Mrs. Lee many years after the war once revisited their former home. By then she was burdened with many sad memories. And one of them certainly would have been of her cousin Orton, who joined the ranks of the Confederacy and then, after months of silence, returned one Christmas to the family bosom strangely and darkly changed.
By this time, Christmas 1862, he apparently had shot one of his own soldiers at Shiloh for being slow to obey an order, and, oddly, he had changed his name to Lawrence Orton. In addition, wrote Mary P. Coulling in her book The Lee Girls, “His finely chiseled features seemed to have coarsened, as if he had been drinking heavily.” Unhappily, too, one day, after a private talk with Agnes, he abruptly left, not to be heard of again until June 1863, when the family was shocked by a story appearing in the newspapers of the day.
Orton, it seems, and another young man, also a cousin, both in Yankee uniforms, had been stopped by Union troops near Franklin, Tenn., tried during the night by a drumhead court-martial and hanged the next day as spies. Orton had claimed to be a U.S. Army colonel named Lawrence Orton, but a search of his person revealed he was carrying $1,000, while his saber and hatband both gave his real name and rank in the Confederate Army. His companion was his cousin, Walter Gibson Peter.
The order to try the pair overnight and execute them if they were found to be spies allegedly came from a headquarters staff in Murfreesboro, Tenn., that included Brig. Gen. James A. Garfield, a future president of the United States. The order later, after the fact, was publicly approved by Secretary of War Edwin Stanton.
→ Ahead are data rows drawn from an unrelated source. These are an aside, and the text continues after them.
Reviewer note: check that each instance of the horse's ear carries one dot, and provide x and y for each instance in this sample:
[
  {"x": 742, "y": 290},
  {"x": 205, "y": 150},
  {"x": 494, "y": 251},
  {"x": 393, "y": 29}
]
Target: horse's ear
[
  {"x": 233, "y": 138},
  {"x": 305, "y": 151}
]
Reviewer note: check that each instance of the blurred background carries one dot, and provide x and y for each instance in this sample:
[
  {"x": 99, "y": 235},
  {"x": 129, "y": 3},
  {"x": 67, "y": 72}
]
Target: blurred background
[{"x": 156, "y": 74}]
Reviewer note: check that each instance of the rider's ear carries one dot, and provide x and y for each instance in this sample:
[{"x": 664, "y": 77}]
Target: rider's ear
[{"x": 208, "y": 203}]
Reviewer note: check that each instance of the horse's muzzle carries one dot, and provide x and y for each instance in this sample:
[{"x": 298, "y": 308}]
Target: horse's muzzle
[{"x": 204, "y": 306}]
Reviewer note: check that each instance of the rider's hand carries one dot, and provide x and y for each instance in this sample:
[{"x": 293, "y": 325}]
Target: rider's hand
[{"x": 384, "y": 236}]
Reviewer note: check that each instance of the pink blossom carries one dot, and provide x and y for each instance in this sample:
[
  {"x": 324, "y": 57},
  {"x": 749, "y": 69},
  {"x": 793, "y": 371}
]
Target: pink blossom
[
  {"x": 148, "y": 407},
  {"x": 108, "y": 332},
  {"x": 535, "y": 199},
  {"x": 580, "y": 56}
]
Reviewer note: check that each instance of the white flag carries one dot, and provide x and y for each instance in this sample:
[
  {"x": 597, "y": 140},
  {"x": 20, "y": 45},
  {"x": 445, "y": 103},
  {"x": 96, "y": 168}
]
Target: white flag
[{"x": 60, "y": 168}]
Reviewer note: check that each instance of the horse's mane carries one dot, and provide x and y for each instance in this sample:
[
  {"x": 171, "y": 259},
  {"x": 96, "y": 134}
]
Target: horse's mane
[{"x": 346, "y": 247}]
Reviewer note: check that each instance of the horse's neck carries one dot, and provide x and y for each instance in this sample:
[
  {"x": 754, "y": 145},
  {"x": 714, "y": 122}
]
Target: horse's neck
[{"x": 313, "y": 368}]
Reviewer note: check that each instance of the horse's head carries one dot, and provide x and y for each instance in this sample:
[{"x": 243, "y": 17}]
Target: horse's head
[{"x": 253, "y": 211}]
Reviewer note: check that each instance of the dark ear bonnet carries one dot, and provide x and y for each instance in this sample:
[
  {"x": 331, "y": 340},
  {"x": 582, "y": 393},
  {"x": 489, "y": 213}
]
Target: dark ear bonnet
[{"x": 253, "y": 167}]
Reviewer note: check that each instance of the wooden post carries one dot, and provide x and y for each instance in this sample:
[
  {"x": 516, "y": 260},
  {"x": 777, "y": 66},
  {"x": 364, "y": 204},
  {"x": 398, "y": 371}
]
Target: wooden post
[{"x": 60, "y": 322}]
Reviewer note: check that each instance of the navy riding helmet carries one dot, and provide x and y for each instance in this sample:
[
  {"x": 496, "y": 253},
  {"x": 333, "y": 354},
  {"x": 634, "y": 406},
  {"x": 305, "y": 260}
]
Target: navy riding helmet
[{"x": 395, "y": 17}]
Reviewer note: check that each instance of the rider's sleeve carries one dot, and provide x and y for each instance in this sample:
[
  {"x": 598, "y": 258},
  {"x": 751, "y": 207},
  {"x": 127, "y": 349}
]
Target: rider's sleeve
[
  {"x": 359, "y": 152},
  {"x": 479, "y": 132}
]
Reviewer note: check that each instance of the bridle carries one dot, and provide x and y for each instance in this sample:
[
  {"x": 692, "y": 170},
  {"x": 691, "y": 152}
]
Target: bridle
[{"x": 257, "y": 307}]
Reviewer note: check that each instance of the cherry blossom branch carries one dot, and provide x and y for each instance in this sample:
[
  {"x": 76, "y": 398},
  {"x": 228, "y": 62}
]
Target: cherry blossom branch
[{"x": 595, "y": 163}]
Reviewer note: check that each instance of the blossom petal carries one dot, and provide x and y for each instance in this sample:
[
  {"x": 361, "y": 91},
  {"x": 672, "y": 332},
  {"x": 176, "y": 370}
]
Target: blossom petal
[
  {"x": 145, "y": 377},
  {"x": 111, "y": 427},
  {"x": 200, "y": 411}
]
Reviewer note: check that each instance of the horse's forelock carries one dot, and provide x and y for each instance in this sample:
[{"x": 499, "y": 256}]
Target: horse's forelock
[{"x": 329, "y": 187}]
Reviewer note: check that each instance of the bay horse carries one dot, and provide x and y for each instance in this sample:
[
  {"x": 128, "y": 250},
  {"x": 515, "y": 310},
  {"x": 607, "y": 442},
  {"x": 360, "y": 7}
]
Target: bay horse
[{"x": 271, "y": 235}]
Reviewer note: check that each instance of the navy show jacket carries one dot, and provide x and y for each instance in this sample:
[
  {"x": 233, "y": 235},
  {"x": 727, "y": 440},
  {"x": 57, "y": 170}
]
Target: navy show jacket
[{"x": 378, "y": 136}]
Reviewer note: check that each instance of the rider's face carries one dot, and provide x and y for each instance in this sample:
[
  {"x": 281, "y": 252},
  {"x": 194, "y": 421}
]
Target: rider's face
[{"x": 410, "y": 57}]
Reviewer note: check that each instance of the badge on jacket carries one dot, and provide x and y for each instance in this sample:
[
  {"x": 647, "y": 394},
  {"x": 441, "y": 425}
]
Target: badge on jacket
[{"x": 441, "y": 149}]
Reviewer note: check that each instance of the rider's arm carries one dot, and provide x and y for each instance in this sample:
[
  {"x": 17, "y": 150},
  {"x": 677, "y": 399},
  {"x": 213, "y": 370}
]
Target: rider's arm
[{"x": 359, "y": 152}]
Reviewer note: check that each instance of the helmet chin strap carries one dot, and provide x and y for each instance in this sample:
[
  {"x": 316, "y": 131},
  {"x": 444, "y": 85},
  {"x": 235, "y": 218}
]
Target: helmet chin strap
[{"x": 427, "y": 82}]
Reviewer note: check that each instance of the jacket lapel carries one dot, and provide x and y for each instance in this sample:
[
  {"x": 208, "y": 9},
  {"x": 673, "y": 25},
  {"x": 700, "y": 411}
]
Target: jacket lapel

The Lees—and Southerners in general— were both shocked and outraged, but other, more crucial events intervened. Lee’s cavalry officer son Rooney was wounded at Brandy Station, Va., the very day of Orton’s execution. In the meantime, Robert E. Lee was leading his Army of Northern Virginia toward a then little-noted town in Pennsylvania called Gettysburg.
Daughter Agnes, whose sister Anne had died of typhoid less than a year earlier, was staggered by the news of Orton’s death. A brother-in-law said she never recovered from the shock. On her own early deathbed in 1873, Agnes asked to have her Bible given to Orton’s sister Markie. “You know,” she said, “Orton gave it to me.” These were almost the last words she ever uttered.
As for Orton’s own final thoughts, he wrote Markie a farewell note just before his death. Having admitted to his captors that he was a Confederate officer, he now wrote to his sister, oddly enough, with a vehement denial. “Do not believe that I am a spy,” he declared. “With my dying breath I deny the charge.”
Mysterious to the bitter end, Orton never revealed what mission would have prompted his appearance in Union-held territory, in Union military garb, with the $1,000 found on his person.
Ironically, too, Mrs. Robert E. Lee, back in 1861, had suspected that old friend Winfield Scott deliberately sent warning word of the Federal plans to seize Arlington by way of the same William Orton Williams. And who knows, perhaps he did.